I was not surprised to read that 8000 Chinese students have been expelled from US universities for cheating or that Chinese students were accused of cheating on college entrance exams. I have lived in China, and I used to work in an ESL program that catered to Chinese students.
What surprised me was the fact that someone dared to explain the cause of the problem: ‘American Universities Are Addicted to Chinese Students’. The author, Matt Schiavenza writes:
Chinese students represent 31 percent of all international students in the country and contributed an estimated $22 billion to the U.S. economy in 2014. …
Chinese students have become a big market in the United States—and nobody understands this better than the universities themselves. Over 60 percent of Chinese students cover the full cost of an American university education themselves, effectively subsidizing the education of their lower-income American peers. Some schools—such as Purdue University in Indiana—profit further by charging additional fees for international students.
The university I worked at was willing to put up with students who couldn’t read, write or speak English because they brought in a lot of revenue. These students were allowed to leave the ESL program before they made much progress because they didn’t want to “waste” time learning English.

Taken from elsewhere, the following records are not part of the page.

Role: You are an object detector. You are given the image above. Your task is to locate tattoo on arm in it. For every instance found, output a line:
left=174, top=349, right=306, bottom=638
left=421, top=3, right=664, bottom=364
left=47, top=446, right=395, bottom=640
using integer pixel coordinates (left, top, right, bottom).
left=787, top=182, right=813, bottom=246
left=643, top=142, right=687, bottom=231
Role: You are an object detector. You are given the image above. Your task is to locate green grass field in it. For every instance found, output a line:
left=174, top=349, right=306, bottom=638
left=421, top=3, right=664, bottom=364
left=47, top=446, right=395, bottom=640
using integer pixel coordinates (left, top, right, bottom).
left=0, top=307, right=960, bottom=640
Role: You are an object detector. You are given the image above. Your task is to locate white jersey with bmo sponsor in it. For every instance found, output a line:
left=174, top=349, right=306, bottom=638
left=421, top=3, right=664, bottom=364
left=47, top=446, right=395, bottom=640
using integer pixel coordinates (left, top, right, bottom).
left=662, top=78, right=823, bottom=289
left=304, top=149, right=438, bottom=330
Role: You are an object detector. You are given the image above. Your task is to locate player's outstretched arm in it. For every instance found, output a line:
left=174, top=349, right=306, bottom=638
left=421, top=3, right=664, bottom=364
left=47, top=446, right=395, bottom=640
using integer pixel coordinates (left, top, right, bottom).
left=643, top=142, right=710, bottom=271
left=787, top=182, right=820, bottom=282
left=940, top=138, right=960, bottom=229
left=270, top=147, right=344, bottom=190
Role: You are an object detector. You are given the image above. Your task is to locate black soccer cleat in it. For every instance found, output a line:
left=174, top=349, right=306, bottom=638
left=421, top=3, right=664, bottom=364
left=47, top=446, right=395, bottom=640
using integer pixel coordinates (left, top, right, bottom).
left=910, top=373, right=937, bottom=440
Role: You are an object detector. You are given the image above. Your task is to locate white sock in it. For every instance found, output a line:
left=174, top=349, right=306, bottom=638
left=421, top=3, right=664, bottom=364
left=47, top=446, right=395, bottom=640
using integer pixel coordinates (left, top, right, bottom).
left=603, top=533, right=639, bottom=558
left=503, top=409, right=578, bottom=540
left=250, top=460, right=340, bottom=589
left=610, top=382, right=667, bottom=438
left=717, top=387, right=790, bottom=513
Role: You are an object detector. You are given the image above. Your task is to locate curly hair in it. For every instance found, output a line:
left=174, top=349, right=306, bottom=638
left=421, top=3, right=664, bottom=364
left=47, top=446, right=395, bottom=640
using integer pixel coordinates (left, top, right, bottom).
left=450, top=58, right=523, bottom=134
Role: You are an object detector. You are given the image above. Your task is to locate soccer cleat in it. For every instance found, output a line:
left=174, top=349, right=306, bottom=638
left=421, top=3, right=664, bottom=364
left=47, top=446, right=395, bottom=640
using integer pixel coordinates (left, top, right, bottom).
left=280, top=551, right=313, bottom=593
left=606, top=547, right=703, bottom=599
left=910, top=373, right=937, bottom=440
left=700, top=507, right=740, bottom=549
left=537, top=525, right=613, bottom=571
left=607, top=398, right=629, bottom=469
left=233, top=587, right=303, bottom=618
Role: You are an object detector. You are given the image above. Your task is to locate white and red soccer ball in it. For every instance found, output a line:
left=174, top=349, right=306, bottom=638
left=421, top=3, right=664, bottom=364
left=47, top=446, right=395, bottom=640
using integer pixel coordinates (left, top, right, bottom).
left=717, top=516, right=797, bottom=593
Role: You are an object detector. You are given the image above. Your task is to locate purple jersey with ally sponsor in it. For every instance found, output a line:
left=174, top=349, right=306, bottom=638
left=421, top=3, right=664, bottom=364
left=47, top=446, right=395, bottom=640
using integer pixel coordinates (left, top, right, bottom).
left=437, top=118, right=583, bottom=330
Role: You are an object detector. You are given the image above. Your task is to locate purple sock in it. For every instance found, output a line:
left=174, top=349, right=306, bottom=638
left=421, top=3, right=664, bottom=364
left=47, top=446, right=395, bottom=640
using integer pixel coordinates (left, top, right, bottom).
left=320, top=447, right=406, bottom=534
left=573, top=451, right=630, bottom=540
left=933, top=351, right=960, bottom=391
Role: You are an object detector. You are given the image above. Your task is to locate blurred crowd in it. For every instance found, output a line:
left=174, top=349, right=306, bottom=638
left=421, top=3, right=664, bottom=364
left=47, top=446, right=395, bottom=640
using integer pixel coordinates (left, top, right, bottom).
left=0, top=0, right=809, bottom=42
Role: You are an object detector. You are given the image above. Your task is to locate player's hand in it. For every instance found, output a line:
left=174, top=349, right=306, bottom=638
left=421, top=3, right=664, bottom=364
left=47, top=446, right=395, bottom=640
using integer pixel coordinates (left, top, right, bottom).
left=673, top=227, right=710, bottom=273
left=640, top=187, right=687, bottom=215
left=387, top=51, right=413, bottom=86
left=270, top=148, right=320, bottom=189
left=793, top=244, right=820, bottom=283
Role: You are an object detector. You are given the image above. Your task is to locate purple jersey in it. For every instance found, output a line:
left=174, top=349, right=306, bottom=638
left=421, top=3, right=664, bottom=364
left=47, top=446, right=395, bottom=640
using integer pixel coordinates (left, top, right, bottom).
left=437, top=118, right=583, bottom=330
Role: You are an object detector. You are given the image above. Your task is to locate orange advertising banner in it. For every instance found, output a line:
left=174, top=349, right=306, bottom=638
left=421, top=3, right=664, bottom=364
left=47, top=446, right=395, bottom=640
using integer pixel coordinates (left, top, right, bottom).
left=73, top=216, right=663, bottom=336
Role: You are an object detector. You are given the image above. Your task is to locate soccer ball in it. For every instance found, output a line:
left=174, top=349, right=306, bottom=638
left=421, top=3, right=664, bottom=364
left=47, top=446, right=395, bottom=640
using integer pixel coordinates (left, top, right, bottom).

And unfortunately, it isn’t just a problem at smaller schools like the one I worked at. One of my students applied to a prestigious grad school in New York and was accepted — even though her English was nowhere near good enough for her to graduate work.
When a university is dependent on Chinese students as a source of revenue, it is hard to demand much from them. It is part of the business model that seems to be running a lot of universities these days. The customer is always right.